Intrinsic molecular stratification of human colorectal cancer. Unsupervised analysis and hierarchical clustering of global gene expression data derived from colorectal cancer cases identified 2 major "intrinsic" subclasses (cyan and magenta) distinguished by the first principal component (PC1) of the most variable genes. These two key native subtypes were clearly identified in both the (a) Moffitt Cancer Center (MCC) data set (n = 326) and the (b) EXPO dataset (n = 269). PC1 was later found to be tightly correlated with an EMT signature derived from cell lines, providing an explanation for the biology underpinning these two intrinsic classes in both datasets. PC1 clearly distinguishes two subclasses which were subsequently identified as epithelial vs. mesenchymal. On both panels (a) and (b), mean-centered probe intensities are shown, and probes are clustered using Pearson correlation based distance and Ward linkage. Also, rows represent samples, and columns represent array probes. Panel (c) shows scatter plot of EMT signature score and PC1 (First Principal Component Score) on Moffitt Cancer Center data set. Panel (D) shows the scatter plot between probe intensities for Vimentin (VIM) and E-cadherin probes in a panel of 93 Lung Cancer Cell Lines. Cell Lines exhibiting epithelial-like phenotype are shown in green; those exhibiting mesenchymal-like phenotype are shown in red.

We further confirmed the expression of this same embedded pattern of gene expression (PC1) in the independent ExPO data set (n = 269) (Figure 1b), suggesting that EMT is a pervasive program underpinning colon cancer biology. To further clarify the EMT association with the PC1 signature, genes previously linked to the EMT program such as VIM, FGFR, FLT1, FN1, TWIST, AXL, and TCF, were individually assessed and found to be positively correlated with PC1/EMT (Figure 2). Similarly, genes such as CDH1, CLDN9, EGFR, and MET were negatively correlated with PC1/EMT. Also shown are multi-gene signatures (black labels) such as EMT, TGF-beta, RAS, proliferation, and MYC; TGF-beta is a known driver of EMT and thus correlates with both PC1 and EMT. Alternatively, RAS activation/dependency/addiction has been shown to anti-correlate with EMT [19]. K-RAS dependent cells exhibit an epithelial morphology, expressing significant cortical CDH1 but little VIM. Conversely, RAS-independent cells express little CDH1 but significant VIM. Our results are consistent with these findings. Of interest, proliferation, and an effecter of such (MYC), both anti-correlate with EMT.

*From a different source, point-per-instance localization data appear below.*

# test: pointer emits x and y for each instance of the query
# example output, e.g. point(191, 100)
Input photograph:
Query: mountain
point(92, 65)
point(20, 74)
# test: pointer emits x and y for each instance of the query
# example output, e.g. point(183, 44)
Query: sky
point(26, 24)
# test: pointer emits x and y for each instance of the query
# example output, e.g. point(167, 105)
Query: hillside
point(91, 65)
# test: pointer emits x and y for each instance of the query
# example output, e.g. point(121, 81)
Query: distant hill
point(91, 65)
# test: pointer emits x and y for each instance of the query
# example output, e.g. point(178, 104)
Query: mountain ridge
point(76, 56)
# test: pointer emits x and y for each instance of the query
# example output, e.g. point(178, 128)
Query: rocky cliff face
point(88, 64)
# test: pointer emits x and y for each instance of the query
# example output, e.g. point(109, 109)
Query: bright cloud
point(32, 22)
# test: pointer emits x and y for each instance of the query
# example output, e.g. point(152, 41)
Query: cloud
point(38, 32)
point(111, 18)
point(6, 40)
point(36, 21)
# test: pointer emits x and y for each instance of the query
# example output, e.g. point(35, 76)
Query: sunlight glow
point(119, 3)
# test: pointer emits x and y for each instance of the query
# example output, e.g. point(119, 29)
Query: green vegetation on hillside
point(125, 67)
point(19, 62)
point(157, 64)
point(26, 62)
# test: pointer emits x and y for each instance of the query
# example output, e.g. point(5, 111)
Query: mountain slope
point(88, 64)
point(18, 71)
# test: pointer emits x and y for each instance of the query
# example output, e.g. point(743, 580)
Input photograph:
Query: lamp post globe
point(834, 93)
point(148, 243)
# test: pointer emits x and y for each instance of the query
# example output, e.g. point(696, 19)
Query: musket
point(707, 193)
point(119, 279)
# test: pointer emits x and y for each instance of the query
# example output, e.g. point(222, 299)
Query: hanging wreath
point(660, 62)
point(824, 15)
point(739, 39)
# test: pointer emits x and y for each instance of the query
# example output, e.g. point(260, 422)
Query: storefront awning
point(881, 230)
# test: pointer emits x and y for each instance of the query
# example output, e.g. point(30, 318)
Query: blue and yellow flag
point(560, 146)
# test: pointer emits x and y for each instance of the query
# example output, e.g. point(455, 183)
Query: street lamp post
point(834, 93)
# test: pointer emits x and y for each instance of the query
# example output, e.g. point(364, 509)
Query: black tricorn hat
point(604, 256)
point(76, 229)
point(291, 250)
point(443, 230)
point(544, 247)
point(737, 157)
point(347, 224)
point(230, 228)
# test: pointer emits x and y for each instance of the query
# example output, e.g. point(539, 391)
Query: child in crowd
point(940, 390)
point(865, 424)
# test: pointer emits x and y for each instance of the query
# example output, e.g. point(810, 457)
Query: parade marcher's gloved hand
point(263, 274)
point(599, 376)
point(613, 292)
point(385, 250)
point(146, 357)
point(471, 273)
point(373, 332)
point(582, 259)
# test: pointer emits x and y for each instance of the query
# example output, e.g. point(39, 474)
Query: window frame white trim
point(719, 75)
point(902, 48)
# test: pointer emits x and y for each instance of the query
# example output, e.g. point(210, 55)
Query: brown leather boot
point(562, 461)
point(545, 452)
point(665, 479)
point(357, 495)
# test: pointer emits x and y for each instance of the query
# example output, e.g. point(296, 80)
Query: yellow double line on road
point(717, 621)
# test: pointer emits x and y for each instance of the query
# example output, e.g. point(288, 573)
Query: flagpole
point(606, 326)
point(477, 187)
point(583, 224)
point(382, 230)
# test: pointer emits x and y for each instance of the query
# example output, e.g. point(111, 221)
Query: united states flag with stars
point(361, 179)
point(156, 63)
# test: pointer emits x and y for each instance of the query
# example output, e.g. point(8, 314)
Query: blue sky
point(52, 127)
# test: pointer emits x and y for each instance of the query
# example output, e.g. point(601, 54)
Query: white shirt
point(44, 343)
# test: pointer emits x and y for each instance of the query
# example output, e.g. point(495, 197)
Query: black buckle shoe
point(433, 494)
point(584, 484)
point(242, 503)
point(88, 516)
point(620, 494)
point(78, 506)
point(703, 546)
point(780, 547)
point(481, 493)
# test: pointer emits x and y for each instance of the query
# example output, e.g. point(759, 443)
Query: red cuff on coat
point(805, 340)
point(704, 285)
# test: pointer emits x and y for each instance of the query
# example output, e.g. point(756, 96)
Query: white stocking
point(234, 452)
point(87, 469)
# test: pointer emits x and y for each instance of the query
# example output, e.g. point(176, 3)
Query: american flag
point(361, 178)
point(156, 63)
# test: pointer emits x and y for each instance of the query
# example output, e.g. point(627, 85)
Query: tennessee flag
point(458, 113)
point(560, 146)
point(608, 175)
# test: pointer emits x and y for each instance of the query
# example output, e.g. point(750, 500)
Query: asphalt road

To determine if the EMT signature might be regulated by specific microRNAs [20], we re-profiled ~70 Stage I-IV colon cancers with a ~415 global MiR platform that had been previously assessed by microarray analysis. Out of these ~70 samples, 49 were subsequently used for the analysis after data processing and QC. Of all the MiRs tested, the MiR 200 family was the most highly anti-correlated with PC1/EMT signatures (Figure 3, Additional File 5, Additional File 6). Whereas the gene expression analysis to derive PC1 was performed from frozen tissues, the MiR analyses were performed using matched formalin-fixed, paraffin-embedded tissues (FFPE), strengthening the observed finding across platforms.

Figure 2
figure 2

Hierarchical cluster analysis of the top 100 genes assessed from a text mining approach were strongly associated with the EMT program as shown on 326 MCC colon tumors sorted by PC1. The 100 gene set contains individual genes (CDH1, CLDN9, FGFR1, FN1, TWIST 1 & 2, AXL, VIM) as well as signatures of genes (PC1, EMT, TGFbeta, Proliferation, MYC, and RAS) that are up-regulated in mesenchymal tumors (shown in magenta), and that are up-regulated in epithelial tumors (shown in cyan). Names for the relevant gene signatures are shown in black. Samples (rows) are sorted by PC1. Genes (columns) are clustered using Pearson correlation and Ward linkage. Heatmap shows mean-centered probe intensities.

Figure 3
figure 3

Correlation of microRNA analysis (~700) with PC1/EMT across 49 colorectal cancers identified the MiR200 family as strongly, negatively correlated with PC1/EMT (upper plots). The Mir 200 family has been linked to inhibition of EMT (promotion of the epithelial phenotype) through inhibition of Zeb 1 & 2, known transcriptional repressors of CDH1. Waterfall plots show MiR 200 over-expression is correlated with more tumors classified as epithelial than mesenchymal and Mir 200 under-expression is correlated with fewer epithelial than mesenchymal tumors (lower plots).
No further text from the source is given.